It is a sea change of attitude: A majority of residents want the city to negotiate with large landowners on development.
An August telephone survey and the city’s second public workshop on a Parks Master Plan last Thursday show that land swaps, donations and grants, corporate partnership agreements, tax breaks, and “begging and pleading” are the means by which the City Council is expected to get more park and recreation facilities.
“Political maneuvering” and shared use, swapping Charmlee Natural Area for Bluffs Park, and approaching Hughes Research Laboratories and Pepperdine University were among the ideas to acquire land for acquisition.
Thursday’s workshop at the Michael Landon Center was not as well attended as the first workshop in August. Nevertheless, the eight tables of eight were crowded with younger families and parks and recreation activists.
As past Little League president Heather Beck, said, “There needs to be a focus around the family.” Standing with her son Keeva, 8, and daughter Zephyr, 5, Beck continued, “This community should give kids every opportunity for things to do, so they can blossom into the people they can be, and so there won’t be a repeat of Malibu High School.” A student brought a gun to campus Tuesday and it is suspected that a student used a campus phone for a bomb scare Thursday.
The city’s park consultant, Bob Takata, said the workshop was meant to add greater definition to parks plan draft objectives formulated from the telephone survey and first community workshop. Among the draft objectives are: building a recreation center with special consideration given to teen and senior programming, retaining Bluffs Park as an active recreation-oriented park and developing an active recreation-oriented park with multiple-purpose playing fields.
Among the most common facilities requested in both the telephone survey and workshops were baseball and softball fields, soccer fields, tennis courts, outdoor basketball courts, outdoor skateboarding, a gymnasium, tot parks, meeting rooms and an auditorium with a stage.

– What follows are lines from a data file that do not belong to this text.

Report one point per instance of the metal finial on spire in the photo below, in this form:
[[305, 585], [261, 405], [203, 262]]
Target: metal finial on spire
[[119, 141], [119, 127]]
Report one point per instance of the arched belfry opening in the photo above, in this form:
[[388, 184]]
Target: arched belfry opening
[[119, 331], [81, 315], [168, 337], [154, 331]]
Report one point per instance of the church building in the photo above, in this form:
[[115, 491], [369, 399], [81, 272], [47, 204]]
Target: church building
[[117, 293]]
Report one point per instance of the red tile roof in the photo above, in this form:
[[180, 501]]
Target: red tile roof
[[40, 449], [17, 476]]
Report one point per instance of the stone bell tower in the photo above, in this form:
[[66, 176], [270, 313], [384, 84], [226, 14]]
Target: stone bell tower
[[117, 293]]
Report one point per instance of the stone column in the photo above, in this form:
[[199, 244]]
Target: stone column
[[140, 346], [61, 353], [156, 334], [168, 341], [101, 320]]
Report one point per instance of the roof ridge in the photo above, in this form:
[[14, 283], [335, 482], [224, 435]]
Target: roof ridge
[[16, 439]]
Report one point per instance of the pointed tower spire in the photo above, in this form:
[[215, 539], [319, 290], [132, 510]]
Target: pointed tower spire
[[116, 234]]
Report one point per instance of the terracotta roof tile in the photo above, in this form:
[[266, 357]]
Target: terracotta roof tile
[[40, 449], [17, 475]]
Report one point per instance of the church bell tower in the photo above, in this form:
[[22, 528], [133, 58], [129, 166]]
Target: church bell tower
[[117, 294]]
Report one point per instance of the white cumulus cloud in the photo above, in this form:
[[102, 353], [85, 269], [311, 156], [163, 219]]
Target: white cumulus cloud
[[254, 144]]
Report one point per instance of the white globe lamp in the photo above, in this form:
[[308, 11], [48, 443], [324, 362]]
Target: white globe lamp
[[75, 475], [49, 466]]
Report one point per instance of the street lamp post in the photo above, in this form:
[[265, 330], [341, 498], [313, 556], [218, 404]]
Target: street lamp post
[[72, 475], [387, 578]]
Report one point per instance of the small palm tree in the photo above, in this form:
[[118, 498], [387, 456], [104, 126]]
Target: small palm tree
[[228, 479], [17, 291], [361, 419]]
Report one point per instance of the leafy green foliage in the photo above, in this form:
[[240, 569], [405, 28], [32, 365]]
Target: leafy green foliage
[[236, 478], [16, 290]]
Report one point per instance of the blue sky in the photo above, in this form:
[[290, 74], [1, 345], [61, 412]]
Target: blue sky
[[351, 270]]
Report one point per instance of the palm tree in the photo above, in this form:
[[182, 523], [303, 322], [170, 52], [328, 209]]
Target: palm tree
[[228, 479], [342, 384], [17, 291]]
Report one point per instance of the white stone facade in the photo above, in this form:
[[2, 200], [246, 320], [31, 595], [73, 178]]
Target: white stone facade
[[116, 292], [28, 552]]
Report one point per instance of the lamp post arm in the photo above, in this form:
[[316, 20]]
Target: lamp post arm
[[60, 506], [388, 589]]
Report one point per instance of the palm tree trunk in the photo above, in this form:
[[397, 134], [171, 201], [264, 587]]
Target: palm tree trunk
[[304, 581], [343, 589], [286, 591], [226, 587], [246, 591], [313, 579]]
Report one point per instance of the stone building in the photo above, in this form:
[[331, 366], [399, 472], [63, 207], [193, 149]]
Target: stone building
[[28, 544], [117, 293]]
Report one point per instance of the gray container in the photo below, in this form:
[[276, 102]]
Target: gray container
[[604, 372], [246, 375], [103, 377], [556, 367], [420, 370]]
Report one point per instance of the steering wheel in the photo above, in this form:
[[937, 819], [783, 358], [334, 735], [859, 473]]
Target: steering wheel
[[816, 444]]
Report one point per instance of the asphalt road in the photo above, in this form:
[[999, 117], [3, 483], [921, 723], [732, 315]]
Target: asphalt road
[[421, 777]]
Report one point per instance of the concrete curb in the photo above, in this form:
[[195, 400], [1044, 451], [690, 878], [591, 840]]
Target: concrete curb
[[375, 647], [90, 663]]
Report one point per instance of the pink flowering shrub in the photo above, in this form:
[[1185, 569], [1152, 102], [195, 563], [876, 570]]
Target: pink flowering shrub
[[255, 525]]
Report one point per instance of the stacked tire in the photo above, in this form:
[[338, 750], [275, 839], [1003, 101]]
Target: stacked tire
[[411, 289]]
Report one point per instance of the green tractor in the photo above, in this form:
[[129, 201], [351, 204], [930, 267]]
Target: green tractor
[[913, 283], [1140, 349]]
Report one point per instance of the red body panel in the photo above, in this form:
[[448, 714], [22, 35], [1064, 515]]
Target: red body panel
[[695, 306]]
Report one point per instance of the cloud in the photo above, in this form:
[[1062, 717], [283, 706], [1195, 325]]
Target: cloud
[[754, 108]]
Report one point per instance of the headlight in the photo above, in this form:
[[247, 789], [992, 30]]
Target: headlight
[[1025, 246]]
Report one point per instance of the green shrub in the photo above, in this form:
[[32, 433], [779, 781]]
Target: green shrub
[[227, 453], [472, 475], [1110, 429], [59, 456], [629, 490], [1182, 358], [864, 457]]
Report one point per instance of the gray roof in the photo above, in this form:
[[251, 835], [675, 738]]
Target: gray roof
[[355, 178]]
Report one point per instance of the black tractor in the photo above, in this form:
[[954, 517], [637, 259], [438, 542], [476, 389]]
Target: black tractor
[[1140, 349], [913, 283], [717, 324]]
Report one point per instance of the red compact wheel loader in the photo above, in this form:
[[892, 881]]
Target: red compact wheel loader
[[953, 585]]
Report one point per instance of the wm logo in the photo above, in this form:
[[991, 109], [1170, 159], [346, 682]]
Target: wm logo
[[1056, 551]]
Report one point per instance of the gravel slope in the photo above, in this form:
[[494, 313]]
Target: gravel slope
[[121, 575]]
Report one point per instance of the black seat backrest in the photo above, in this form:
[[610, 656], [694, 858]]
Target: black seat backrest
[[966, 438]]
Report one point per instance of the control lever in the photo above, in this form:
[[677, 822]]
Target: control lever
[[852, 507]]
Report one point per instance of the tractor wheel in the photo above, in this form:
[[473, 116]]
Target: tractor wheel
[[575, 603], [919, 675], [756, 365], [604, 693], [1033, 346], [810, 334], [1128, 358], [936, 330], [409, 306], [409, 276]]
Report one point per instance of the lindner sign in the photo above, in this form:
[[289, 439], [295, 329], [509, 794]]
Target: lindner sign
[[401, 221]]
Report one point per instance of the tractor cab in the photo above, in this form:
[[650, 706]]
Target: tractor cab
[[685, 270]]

Thursday’s workshop included a question not previously asked: locations for the 10- 15-acre active recreation park with multipurpose fields. The most common answers were Bluffs Park, Trancas (the old area site and Trancas Town), Point Dume Mesa and Malibu High School surplus.
Councilman Tom Hasse, who serves on the city’s Land Use Subcommittee, which is negotiating with the Malibu Bay Company, said the city was running out of options to get the parks and recreation facilities. The General Plan was completed, and the Civic Center Specific Plan and a bond measure to purchase vacant land had been rejected, he said.
The telephone survey indicated 61.5 percent favored entering into development agreements with local large landowners to allow development in exchange for land and/or facilities and 45.5 percent favored using existing city revenues by cutting back on other expenditures, if necessary. Raising taxes was opposed by 51 percent of the respondents.